くわしくは次で。(ヒント:レイテンシー、ASIO)
「使うのに必要なものは?」
と、買ってから調べる計画性のないワタクシ。というかマイクさえあれば、設定でなんとかなるんだろうと思っていたのですが、さすがは初心者の素人考えでした。
なんせ、一番最初はヘッドセットでなんとかなると思ってました。(本気で。)
で、実際につないでみたらジーっとノイズで、こら使えんなぁーとなって、語学ソフトのおまけでついてきたコンデンサーマイクを使うことに。
必要なものまとめ
●必須(ただし①と②、または①と③)
①マイク(メーカーはダイナミックマイクを推奨。)
(または純正マイク。ただし日本からは購入できない。)
②ASIO(アジオ)規格対応オーディオ・インターフェイス(WindowsPCユーザーのみ)

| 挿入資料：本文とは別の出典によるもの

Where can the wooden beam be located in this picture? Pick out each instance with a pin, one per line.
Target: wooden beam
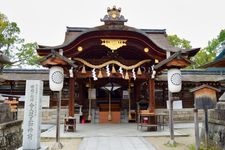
(152, 95)
(71, 96)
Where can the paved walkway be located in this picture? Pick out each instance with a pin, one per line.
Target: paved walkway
(113, 136)
(115, 143)
(107, 130)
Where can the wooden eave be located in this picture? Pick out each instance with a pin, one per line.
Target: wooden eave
(174, 61)
(204, 86)
(217, 63)
(55, 59)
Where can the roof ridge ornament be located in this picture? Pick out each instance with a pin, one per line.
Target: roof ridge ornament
(114, 16)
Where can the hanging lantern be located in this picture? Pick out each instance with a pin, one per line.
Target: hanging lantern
(83, 69)
(107, 70)
(139, 71)
(126, 76)
(121, 72)
(100, 74)
(56, 77)
(134, 75)
(174, 80)
(113, 69)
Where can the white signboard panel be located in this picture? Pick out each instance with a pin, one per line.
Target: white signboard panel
(176, 104)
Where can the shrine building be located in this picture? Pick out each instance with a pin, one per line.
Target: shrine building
(112, 69)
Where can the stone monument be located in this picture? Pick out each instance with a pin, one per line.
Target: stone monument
(32, 115)
(217, 124)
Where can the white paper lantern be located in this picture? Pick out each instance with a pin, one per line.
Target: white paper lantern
(174, 80)
(56, 77)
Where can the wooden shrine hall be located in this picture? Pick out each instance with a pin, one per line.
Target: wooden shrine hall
(112, 67)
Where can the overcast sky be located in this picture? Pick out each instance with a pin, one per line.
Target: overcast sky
(45, 21)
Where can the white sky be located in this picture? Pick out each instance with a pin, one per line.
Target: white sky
(45, 21)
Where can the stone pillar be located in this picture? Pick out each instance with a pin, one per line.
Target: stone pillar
(32, 115)
(152, 95)
(71, 96)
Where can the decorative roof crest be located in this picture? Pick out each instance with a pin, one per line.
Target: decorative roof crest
(114, 16)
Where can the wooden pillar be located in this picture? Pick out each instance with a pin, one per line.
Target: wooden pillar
(152, 95)
(71, 96)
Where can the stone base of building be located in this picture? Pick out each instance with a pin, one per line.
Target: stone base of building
(11, 135)
(41, 148)
(180, 115)
(217, 128)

(※ちなみにASIO対応しているのは、\7,000-ぐらいから上の価格帯製品。)
③ASIO4ALL(②のないWindowsPCユーザーのみ)
(※無料のASIO対応、汎用オーディオ・ドライバーソフト。ただし、vochlea社では使用を推奨してはいません。 )
●あれば便利
マイクスタンド(より安定的に声が拾える)
正直、私はこのASIO(アジオ)という規格自体を知りませんでした。
「エーエスアイオーって何?」てな感じで、要はWindowsの音声処理性能が低いから、それを補う規格だそうです。(なので、Macユーザーには不要。)
Dubler2のようなリアルタイムでの反応が重要になるソフトでは、データのレイテンシー(遅延時間・反応時間)を少なくすることがとても大事なのだと。

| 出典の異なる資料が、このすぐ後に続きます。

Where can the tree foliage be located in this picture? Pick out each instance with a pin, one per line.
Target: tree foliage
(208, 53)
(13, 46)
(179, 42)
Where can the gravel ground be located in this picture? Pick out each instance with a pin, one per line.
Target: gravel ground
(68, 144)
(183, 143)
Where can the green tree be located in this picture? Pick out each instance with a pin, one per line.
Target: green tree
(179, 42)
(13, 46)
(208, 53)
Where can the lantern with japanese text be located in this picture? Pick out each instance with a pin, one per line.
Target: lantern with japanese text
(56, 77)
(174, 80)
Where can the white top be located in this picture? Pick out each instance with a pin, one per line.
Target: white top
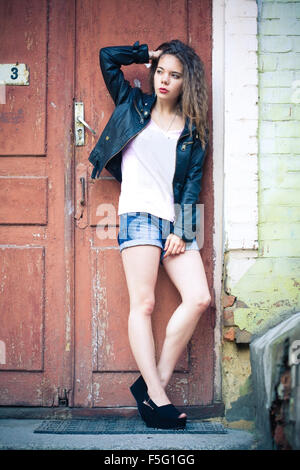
(148, 167)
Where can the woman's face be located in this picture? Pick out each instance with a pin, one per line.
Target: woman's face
(168, 78)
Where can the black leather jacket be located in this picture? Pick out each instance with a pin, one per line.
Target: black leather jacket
(131, 115)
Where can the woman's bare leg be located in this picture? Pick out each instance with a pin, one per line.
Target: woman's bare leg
(187, 273)
(141, 267)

ただし、「ASIO4ALL」は汎用ドライバーなので、ちょっと設定も面倒、処理速度もそれなりと、メーカーも決して推奨してはいません。
DAW初心者とはいっても、PC自体に関しての知識は豊富なほうなので、まあなんとかなったのですが、苦手な方はASIO対応オーディオ・インターフェイスを用意した方が絶対いいです。「ASIO4ALL」の場合、PCの処理性能もはっきり影響してきます。メーカー推奨のシステム要件では Intel Core i5 CPU 以上となっていますが、「ASIO4ALL」使用時はワンランク以上 上でないと厳しいような感じでした。レイテンシー対策の点でもこの問題は重要です。
とまあ、予算の都合で今回は、
当然のように①と③の組合せでの
セッティングとなりました。
最初でつまずいた
メーカーサイトは商品紹介ページが
日本語対応で、安心しきっていたの
ですが、が、が、
メーカーサイトのチュートリアル(操作法解説)ページが、日本語モードにしても、グーグル翻訳を使っても、なぜかどちらも日本語表示にならない。
どうも、CMS(サイト運営管理システム)側でメニューを日本語表示しているので、グーグル翻訳もページ全体が日本語だと勘違いしているもよう。

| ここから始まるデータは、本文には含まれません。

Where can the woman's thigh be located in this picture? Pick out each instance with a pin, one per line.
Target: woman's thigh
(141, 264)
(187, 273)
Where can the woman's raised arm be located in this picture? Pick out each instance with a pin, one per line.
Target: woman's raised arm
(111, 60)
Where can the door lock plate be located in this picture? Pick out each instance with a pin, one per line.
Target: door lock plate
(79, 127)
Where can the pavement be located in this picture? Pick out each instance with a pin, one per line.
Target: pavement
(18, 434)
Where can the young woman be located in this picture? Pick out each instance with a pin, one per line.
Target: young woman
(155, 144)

ということで、どうせならと目ぼしいページを丸ごと翻訳しちゃいました。解説画像を含め、2022年7月現在の最新版 Dubler v2.0.12 に対応した日本語訳版です。
AI翻訳のDeepLを用いてざっと翻訳し、細部を修正していったのですが、時々文章が飛ばされてしまうので、結局原文を流し読みしてからチェックする手順が追加に。
解説画像の日本語版を作成するのが地味に手間で、作業時間の半分以上は画像の置き換えに費やした感じです。
下のボタンをクリックでダウンロードできます。
※作成時にセキュリティー・チェックをおこなっていますが、なるべく解凍前にもセキュリティー・チェックをおこなってください。
2022/08現在、公式サイトも かなり日本語化が進んでいます。(一部のページには、当サイトの翻訳内容を、ご採用くださってます。)
ただし、解説画像は英語版のままのようです。当ページで配布している資料は、解説画像も日本語版に置き換えています。
なので、公式サイトをご覧になって、それでお分かりになる方は、特に当ページの資料をダウンロードなさらなくて大丈夫です。
作業前にやらないと時間を損すること
チュートリアル・ページの解説動画は英語版ですが、日本語字幕があります。なので、一度とおしてご覧になる事をおすすめします。
ほとんどの手順はこれで、ある程度ご理解いただけるので、確実に時間の節約になりますよ。
(普通は自動的に表示されますが、字幕表示されない場合は、再生ボタンクリック後、右下にある(長方形の)字幕アイコンをクリックして表示させてください。再生スピードは歯車のアイコンをクリック→「再生速度」をクリックで変更できます。)
セッティング本番
ここでの手順は、「ASIO4ALL」
+
自前のマイク
の組合せで Dubler2 を使う場合のものです。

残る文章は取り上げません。